Well, I can think of one (OT) immediately : a memory test routine. Why
are you so concerned on why a poster would wish to determine ROM or
RAM? I would say that is their business.

--
Remove evomer to reply
Feb 27 '06 #19

This thread has been closed and replies have been disabled. Please start a new discussion.

Similar topics

12
by: Aaron Watters | last post by:
I'm doing a heart/lung bypass procedure on a largish Python program at the moment and it prompted the thought that the methodology I'm using would be absolutely impossible with a more "type safe"...
2
by: Steve Jorgensen | last post by:
I frequently find myself wanting to use class abstraction in VB/VBA code, and frankly, with the tacked-on class support in VB/VBA, there are some problems with trying to do that and have any...
2
by: Dave | last post by:
Hello all, I am creating a linked list implementation which will be used in a number of contexts.
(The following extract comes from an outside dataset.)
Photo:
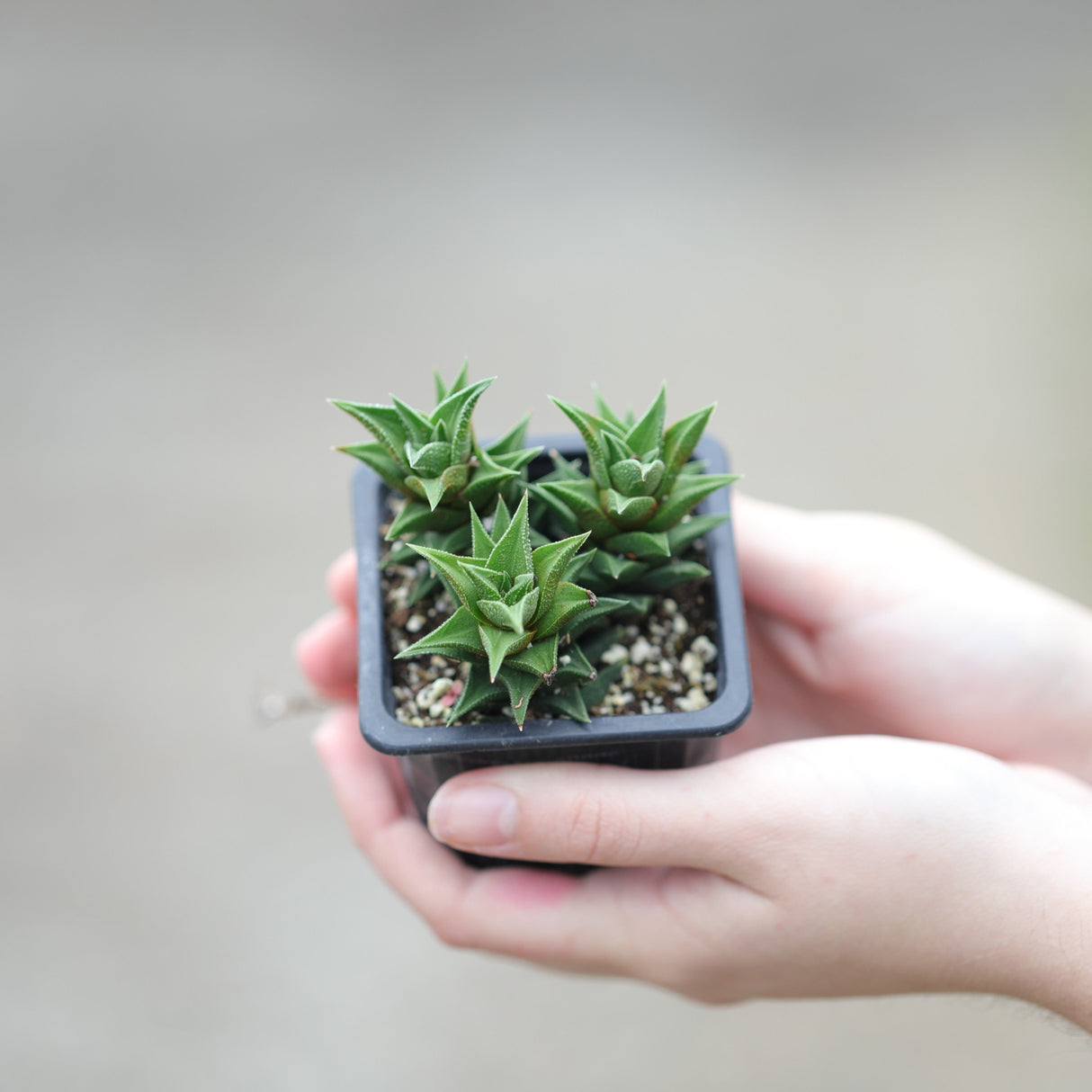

As a result, I am defining its value node as type (void *). I hope to pass something in to its...
4
by: NotYetaNurd | last post by:
Hi all, I read that delegates are type safe and Functional pointers are not!!... in this context what does type safety mean? can anyone of you throw some light on it regards, ...
3
by: karthick.ramachandran | last post by:
Hi, I was just reading this article http://www.netobjectives.com/resources/downloads/Best_Practices_CSharp_Delegates.pdf In which the author had mentioned <quote> Delegates would appear...
27
by: Noah Roberts | last post by:
What steps do people take to make sure that when dealing with C API callback functions that you do the appropriate reinterpret_cast<>? For instance, today I ran into a situation in which the wrong...
10
by: Yevgen Muntyan | last post by:
Consider the following macro: #define ALLOCIT(Type) ((Type*) malloc (sizeof (Type))) The intent is to wrap raw memory allocation of N bytes into a macro which returns allocated chunk of memory...
21
by: Chad | last post by:
Okay, so like recently the whole idea of using a Union in C finally sunk into my skull. Seriously, I think it probably took me 2 years to catch on what a Union really is. Belated, I mentioned this...
2
by: hcarlens | last post by:
hey guys, I'm doing a small project which does some basic encryption and decryption, but I'm very new to Java and Eclipse is showing safety warnings but I have no idea what they mean or how I fix...
0
by: DolphinDB | last post by:
The formulas of 101 quantitative trading alphas used by WorldQuant were presented in the paper 101 Formulaic Alphas. However, some formulas are complex, leading to challenges in calculation. Take...
0
by: DolphinDB | last post by:
Tired of spending countless mintues downsampling your data? Look no further! In this article, you’ll learn how to efficiently downsample 6.48 billion high-frequency records to 61 million...
0
by: ryjfgjl | last post by:
ExcelToDatabase: batch import excel into database automatically...
0
by: Vimpel783 | last post by:
Hello! Guys, I found this code on the Internet, but I need to modify it a little. It works well, the problem is this: Data is sent from only one cell, in this case B5, but it is necessary that data...
0
by: jfyes | last post by:
As a hardware engineer, after seeing that CEIWEI recently released a new tool for Modbus RTU Over TCP/UDP filtering and monitoring, I actively went to its official website to take a look. It turned...
0
by: CloudSolutions | last post by:
Introduction: For many beginners and individual users, requiring a credit card and email registration may pose a barrier when starting to use cloud servers. However, some cloud server providers now...
1
by: Shællîpôpï 09 | last post by:
If u are using a keypad phone, how do u turn on JavaScript, to access features like WhatsApp, Facebook, Instagram....
0
by: af34tf | last post by:
Hi Guys, I have a domain whose name is BytesLimited.com, and I want to sell it. Does anyone know about platforms that allow me to list my domain in auction for free. Thank you
0
by: Faith0G | last post by:
I am starting a new it consulting business and it's been a while since I setup a new website. Is wordpress still the best web based software for hosting a 5 page website? The webpages will be...

By using Bytes.com and it's services, you agree to our Privacy Policy and Terms of Use.

To disable or enable advertisements and analytics tracking please visit the manage ads & tracking page.